そんな感じで、何か突然始まりだした感動的な茶番。それを脇で俺達はジト目で眺めている。
「なあ……ドリル……?」
「……なんだよ、トンガリ……」
「……帰っていいか?」
「……奇遇だな……俺もそれ聞こうと思ってたわ……」
「何を言っているんだ2人とも?」
「ベストジーニストさん?」
そんな俺達の様子を見て、ベストジーニストさんがこちらに話しかけてくる。
「デニムナイトはまだまだこれからだ……ここから更に盛り上がるのだ。定番のダーツなどのゲームを色々と楽しみ、歌いたければカラオケもある。食事も飲み物もまだまだ足りなければドンドンと頼め。

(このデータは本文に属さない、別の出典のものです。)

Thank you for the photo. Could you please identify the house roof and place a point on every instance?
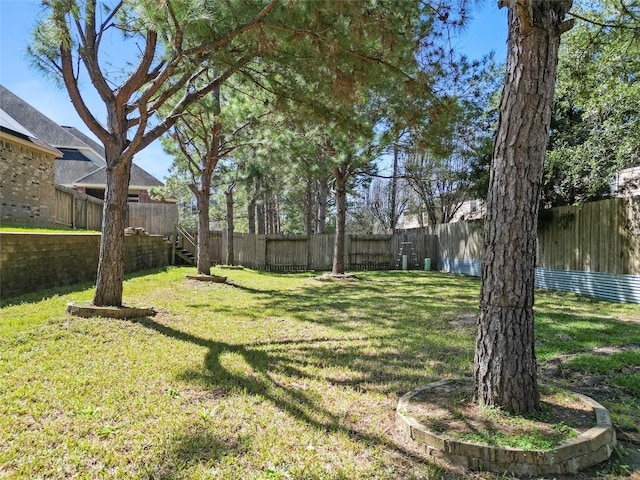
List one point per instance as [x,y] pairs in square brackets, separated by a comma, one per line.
[73,165]
[86,139]
[41,126]
[139,178]
[83,161]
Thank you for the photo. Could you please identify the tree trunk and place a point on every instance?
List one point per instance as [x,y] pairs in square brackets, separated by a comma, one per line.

そうしてデニムナイトを盛り上げ……そして!!その最後に!!」
「最後に?」
「どうすんだよ?」
ポケットからクシを取り出し髪を整え、ビシッ!!とベストジーニストさんはポーズを決め!!
「最後に!!私がデニムを脱ぐ!!」
「「いや脱ぐんかい!!!!!」」
綺麗に重なった俺達のツッコミ。
こうしてデニムナイトな夜がふけていった……
後日……
ホークスさんから着信があった。
『ねえねえ回原くん回原くん……』
『どうしたんですかホークスさん?』
スマホを取り出しとりあえず通話をスタート。
『焦凍くんが……焦凍くんが、博多の夜の女の子の店に行ってみたいとか……何か突然変な事を言い出したんだけど……ねえ!!ねえ!!君!!何か!!何か知らない!!??』
『……へっ?』
轟……おまえ……
『ねえヤバいのよヤバいのよ俺……俺さ……俺さ、エンデヴァーさんに「責任もって焦凍くんのインターン受け入れます!しっかりと焦凍くんを育てます!!」って約束してんのよ!!ヤバいのよ!!これ絶対ヤバいヤツなのよ!!俺のとこにインターン行って戻ったら夜の女の子のお店に興味津々に育ってましたとか!!どう考えてもヤバ過ぎ案件でしょ!!焼かれるよ!!あの炎で焼かれるよ俺!!確実にプロミネンスでバーンな焼き鳥にされちゃうよ!!ねえ!!ねえ回原くん!!君何か知らない!?助けて!!このままじゃ俺ホントにマズイ!!!』
『あ、あは……あははは……』
スマホの向こうでの大変そうな……本当に大変そうなホークスさんを思い、思わず合掌。
なんか……なんだかなあ……
こうしてインターンの日々は過ぎていった。
そして、デトネラット社へのTOBが正式に成立し、物語は新たなステージへと進むことになる。